Le Royaume de Bulgarie est divisée en trois inspectorat d’armes, dix districts divisionnaires et quarante districts régimentaires. Les hommes qui arment ces entités de commandement forment en temps de guerre avec des rappelés trois état-major d’armées, dix état-majors divisionnaires et quarante état-majors régimentaires.

Comme quasiment toutes les armées européennes de l’époque, l’armée bulgare est une armée de conscription (A ma connaissance seule l’armée britannique est une armée de volontaires mais la situation insulaire du Royaume-Uni de Grande-Bretagne et d’Irlande la dispense de posséder une armée de terre aussi nombreuse que sa marine).

Les sujets bulgares de sexe masculin sont astreints à un service militaire de deux ans dans l’infanterie mais de trois ans dans les autres armes. Ils sont appelés à l’âge de vingt ans et restent donc sous les drapeaux jusqu’à 22 voir 23 ans (NdA je n’ai pas les informations à ce sujet mais il n’est pas idiot de penser qu’il y à des possibilités d’aménagement).

A l’issue de ce service les obligations militaires ne sont pas terminées. Ils passent ensuite 18 ans dans la Réserve quand ils ont servit dans l’infanterie (16 ans pour les autres armes) soit en théorie jusqu’à l’âge de 39/40 ans soit pour l’époque un âge relativement avancé.

Les hommes âgés entre 40 et 48 ans rejoignent alors la Navodno Opalchenie (Milice Nationale) avec un premier cercle composé d’hommes âgés de 41 à 44 ans et un deuxième cercle composé des plus âgés (45 à 48 ans).

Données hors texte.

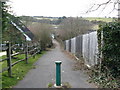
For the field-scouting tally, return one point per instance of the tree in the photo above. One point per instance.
(42, 33)
(71, 27)
(116, 4)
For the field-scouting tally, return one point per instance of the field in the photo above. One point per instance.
(99, 19)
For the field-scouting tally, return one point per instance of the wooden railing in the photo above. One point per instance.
(28, 49)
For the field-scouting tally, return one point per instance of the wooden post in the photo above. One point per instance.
(39, 47)
(26, 53)
(34, 50)
(9, 59)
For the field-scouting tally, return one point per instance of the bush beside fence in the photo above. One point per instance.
(84, 45)
(28, 49)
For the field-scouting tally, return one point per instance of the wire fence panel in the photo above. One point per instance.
(85, 45)
(79, 45)
(73, 45)
(85, 48)
(67, 45)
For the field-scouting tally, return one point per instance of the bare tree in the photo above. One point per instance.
(95, 7)
(42, 33)
(71, 27)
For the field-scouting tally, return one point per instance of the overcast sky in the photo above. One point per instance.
(57, 8)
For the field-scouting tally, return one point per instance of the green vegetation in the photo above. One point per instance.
(99, 19)
(107, 73)
(18, 71)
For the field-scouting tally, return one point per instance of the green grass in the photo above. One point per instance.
(18, 71)
(99, 19)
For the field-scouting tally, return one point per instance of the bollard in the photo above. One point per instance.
(58, 73)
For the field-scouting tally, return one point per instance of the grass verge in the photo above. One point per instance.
(18, 71)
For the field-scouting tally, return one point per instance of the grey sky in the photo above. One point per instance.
(59, 8)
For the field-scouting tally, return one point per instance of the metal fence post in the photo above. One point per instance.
(58, 73)
(9, 59)
(26, 53)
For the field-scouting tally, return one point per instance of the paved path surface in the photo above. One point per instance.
(45, 72)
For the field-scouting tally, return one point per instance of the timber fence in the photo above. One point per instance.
(85, 46)
(29, 49)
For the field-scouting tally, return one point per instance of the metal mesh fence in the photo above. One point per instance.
(84, 45)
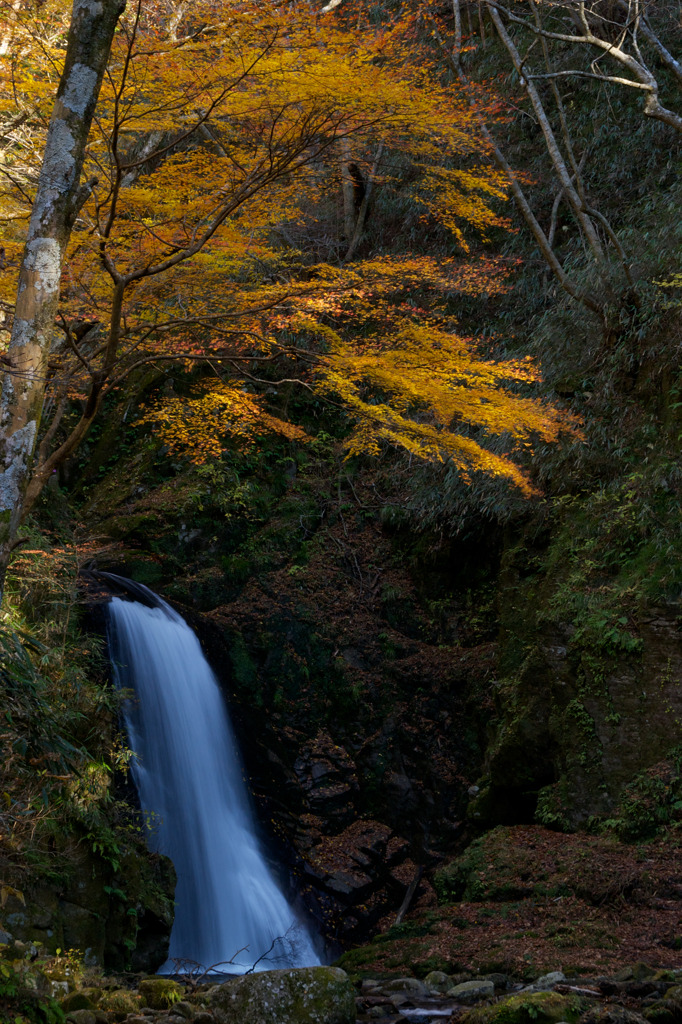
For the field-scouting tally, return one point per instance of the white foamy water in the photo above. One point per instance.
(193, 793)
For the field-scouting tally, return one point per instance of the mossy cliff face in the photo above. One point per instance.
(588, 704)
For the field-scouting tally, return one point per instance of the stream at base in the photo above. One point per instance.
(228, 907)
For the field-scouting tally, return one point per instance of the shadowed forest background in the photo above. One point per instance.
(367, 357)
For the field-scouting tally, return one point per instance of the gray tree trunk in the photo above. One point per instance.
(56, 204)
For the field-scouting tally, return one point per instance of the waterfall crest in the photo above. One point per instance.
(194, 796)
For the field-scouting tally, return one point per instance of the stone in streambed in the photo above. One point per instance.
(527, 1008)
(160, 993)
(412, 986)
(81, 1017)
(471, 991)
(437, 982)
(300, 995)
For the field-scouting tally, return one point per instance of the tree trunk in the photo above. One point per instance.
(57, 201)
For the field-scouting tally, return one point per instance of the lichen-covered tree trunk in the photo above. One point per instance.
(57, 200)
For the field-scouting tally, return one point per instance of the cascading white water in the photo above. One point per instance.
(190, 785)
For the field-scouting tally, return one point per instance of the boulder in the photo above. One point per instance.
(160, 993)
(81, 1017)
(472, 991)
(299, 995)
(412, 986)
(437, 982)
(547, 982)
(527, 1008)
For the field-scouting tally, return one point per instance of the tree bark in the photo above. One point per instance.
(57, 201)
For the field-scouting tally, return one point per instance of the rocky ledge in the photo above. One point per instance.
(59, 989)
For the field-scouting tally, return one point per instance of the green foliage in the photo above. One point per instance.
(20, 1003)
(651, 803)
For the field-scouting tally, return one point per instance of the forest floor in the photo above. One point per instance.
(538, 900)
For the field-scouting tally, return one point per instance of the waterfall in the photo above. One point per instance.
(195, 798)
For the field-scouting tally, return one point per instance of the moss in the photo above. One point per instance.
(536, 1008)
(160, 993)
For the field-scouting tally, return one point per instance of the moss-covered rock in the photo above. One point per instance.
(76, 1000)
(302, 995)
(533, 1008)
(160, 993)
(120, 1003)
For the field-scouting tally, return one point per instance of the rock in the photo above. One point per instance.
(76, 1000)
(300, 995)
(664, 1012)
(411, 985)
(160, 993)
(119, 1004)
(184, 1010)
(526, 1008)
(546, 982)
(471, 991)
(370, 985)
(81, 1017)
(437, 982)
(611, 1015)
(499, 980)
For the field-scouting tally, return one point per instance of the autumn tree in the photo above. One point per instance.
(55, 205)
(212, 137)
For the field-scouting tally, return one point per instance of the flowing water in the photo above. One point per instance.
(195, 799)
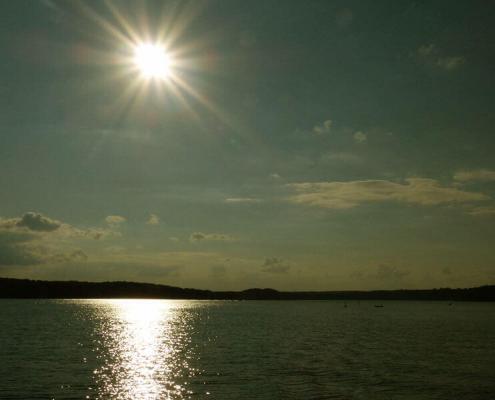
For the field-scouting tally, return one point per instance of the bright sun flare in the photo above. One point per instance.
(152, 61)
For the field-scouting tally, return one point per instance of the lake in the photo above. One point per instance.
(172, 349)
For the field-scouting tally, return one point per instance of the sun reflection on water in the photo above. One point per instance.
(144, 350)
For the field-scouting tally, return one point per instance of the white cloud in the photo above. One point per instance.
(200, 236)
(430, 55)
(275, 265)
(360, 137)
(482, 211)
(450, 63)
(323, 128)
(481, 175)
(114, 220)
(345, 195)
(153, 220)
(235, 200)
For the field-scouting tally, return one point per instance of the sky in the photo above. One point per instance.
(298, 145)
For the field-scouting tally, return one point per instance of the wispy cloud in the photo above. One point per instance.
(275, 265)
(115, 220)
(323, 128)
(429, 54)
(482, 211)
(237, 200)
(196, 237)
(480, 175)
(360, 137)
(345, 195)
(153, 220)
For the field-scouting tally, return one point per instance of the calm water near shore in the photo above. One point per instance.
(160, 349)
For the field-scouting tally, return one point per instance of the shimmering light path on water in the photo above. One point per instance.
(158, 349)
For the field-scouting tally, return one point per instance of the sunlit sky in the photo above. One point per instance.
(316, 145)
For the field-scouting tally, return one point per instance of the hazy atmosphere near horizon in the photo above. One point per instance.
(298, 145)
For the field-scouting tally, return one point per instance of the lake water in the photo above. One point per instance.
(161, 349)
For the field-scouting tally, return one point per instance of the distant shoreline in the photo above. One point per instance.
(34, 289)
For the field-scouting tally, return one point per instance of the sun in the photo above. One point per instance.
(153, 61)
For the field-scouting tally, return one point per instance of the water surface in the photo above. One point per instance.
(163, 349)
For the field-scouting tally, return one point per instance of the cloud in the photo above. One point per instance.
(480, 175)
(483, 211)
(342, 157)
(389, 273)
(153, 220)
(43, 226)
(360, 137)
(382, 273)
(275, 265)
(15, 249)
(199, 237)
(38, 222)
(18, 248)
(74, 256)
(430, 55)
(345, 195)
(450, 63)
(323, 128)
(114, 220)
(237, 200)
(31, 221)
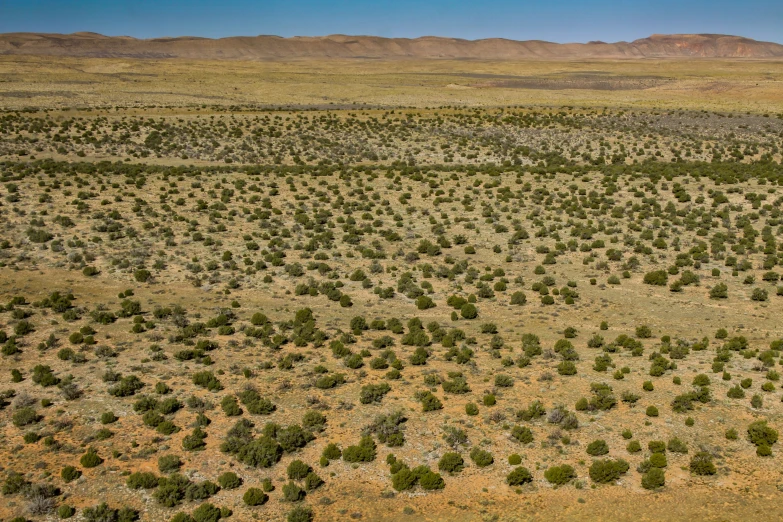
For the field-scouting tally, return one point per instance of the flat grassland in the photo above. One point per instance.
(729, 85)
(221, 268)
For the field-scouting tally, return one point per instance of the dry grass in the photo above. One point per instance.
(733, 85)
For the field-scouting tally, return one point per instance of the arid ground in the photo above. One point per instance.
(391, 289)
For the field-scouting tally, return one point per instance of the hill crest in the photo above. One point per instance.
(268, 47)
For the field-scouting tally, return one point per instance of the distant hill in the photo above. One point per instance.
(341, 46)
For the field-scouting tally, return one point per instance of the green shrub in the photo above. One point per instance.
(365, 451)
(522, 434)
(293, 493)
(229, 480)
(297, 470)
(70, 473)
(25, 416)
(206, 512)
(373, 392)
(65, 511)
(451, 463)
(431, 481)
(169, 463)
(255, 497)
(332, 452)
(142, 480)
(701, 464)
(90, 459)
(605, 471)
(519, 476)
(469, 311)
(762, 435)
(653, 479)
(404, 479)
(560, 475)
(597, 448)
(300, 514)
(656, 278)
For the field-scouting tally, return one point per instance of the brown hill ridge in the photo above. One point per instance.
(341, 46)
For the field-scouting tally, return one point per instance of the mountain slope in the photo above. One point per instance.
(341, 46)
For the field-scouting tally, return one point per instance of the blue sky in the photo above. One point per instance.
(553, 20)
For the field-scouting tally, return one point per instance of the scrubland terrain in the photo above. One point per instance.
(556, 309)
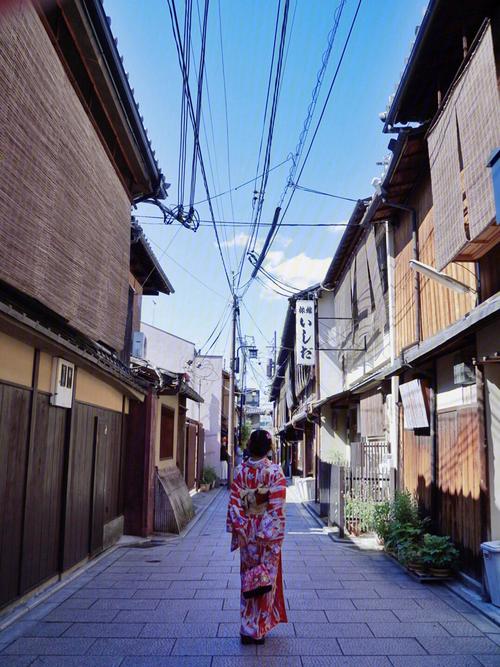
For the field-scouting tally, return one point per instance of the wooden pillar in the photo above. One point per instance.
(140, 466)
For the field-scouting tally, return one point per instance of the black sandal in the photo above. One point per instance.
(246, 639)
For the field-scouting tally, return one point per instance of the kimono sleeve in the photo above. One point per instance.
(237, 521)
(272, 525)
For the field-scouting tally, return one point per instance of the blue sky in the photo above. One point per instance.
(343, 160)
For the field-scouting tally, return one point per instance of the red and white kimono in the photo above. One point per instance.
(259, 536)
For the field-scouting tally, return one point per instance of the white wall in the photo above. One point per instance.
(167, 351)
(330, 379)
(206, 379)
(487, 340)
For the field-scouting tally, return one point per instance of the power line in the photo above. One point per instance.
(259, 195)
(227, 118)
(241, 185)
(325, 194)
(172, 259)
(323, 110)
(241, 223)
(274, 230)
(182, 64)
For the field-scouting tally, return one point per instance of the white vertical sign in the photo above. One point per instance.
(304, 333)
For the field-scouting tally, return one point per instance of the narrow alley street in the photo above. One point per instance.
(177, 604)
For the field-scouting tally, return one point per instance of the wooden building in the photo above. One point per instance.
(293, 392)
(75, 156)
(409, 311)
(438, 195)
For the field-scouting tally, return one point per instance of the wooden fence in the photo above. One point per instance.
(356, 488)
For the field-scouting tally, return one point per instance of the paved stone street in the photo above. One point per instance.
(177, 604)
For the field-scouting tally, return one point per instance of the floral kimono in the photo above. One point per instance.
(256, 520)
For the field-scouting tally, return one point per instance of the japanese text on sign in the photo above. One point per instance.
(304, 333)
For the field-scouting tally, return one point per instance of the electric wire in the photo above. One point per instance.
(183, 268)
(241, 223)
(320, 119)
(325, 194)
(241, 185)
(259, 195)
(273, 231)
(199, 93)
(228, 151)
(181, 58)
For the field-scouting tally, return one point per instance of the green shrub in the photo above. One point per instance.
(439, 551)
(410, 552)
(208, 475)
(381, 519)
(405, 509)
(358, 514)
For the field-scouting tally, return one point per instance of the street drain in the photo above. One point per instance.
(150, 544)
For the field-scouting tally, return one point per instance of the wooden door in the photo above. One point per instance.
(80, 485)
(458, 483)
(42, 527)
(190, 473)
(167, 433)
(101, 447)
(200, 454)
(14, 418)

A 48 ans révolus donc l’homme bulgare n’à plus d’obligations militaires.

Suite à l’expérience des deux guerres balkaniques, décision est prise de ne plus envoyer en première ligne les hommes âgés de plus de 45ans. Cela ne signifie pas la fin des obligations militaires mais les quadragénaires âgés de 45 à 48 ans vont servir uniquement à l’arrière.

Début 1915 alors que la Bulgarie est toujours en dehors du conflit un rapport précise que l’armée du tsar Ferdinand 1er peut mobiliser 577626 hommes entraînés âgés entre 20 et 48 ans. A cela s’ajoute un réservoir de 231572 hommes non entraînés. Les effectifs approchent ceux des deux guerres balkaniques.

L’armement n’à pas vraiment évolué et la petite aviation bulgare peine à renouveler un matériel rapidement obsolète, la faute à des voisins qui font barrage pour priver Sofia d’un accès aux avions les plus modernes. Ce n’est donc clairement pas dans le ciel que la Bulgarie pourra tirer son épingle du jeu.

Le 22 septembre 1915 le gouvernement bulgare publie un décret ordonnant la mobilisation générale. Il fallait falloir presque trois semaines pour mobiliser tout le monde, mobilisation qui rencontre un certain nombre de difficultés matérielles et surtout se fait sans aucun enthousiasme de la part de l’opinion publique. Nul doute que l’expérience récente des deux guerres balkaniques à refroidit nombre de bulgares à entrer en guerre.

Au début du mois d’octobre 616080 bulgares sont mobilisés soit 12% de la population totale et un quart de la population masculine.

Selon les conventions signées avec les Empires Centraux, la Bulgarie devait fournir cinq divisions mais elle va parvenir à en mobiliser onze plus une division de cavalerie sans oublier des unités de volontaires et de milice. Un effort conséquent donc.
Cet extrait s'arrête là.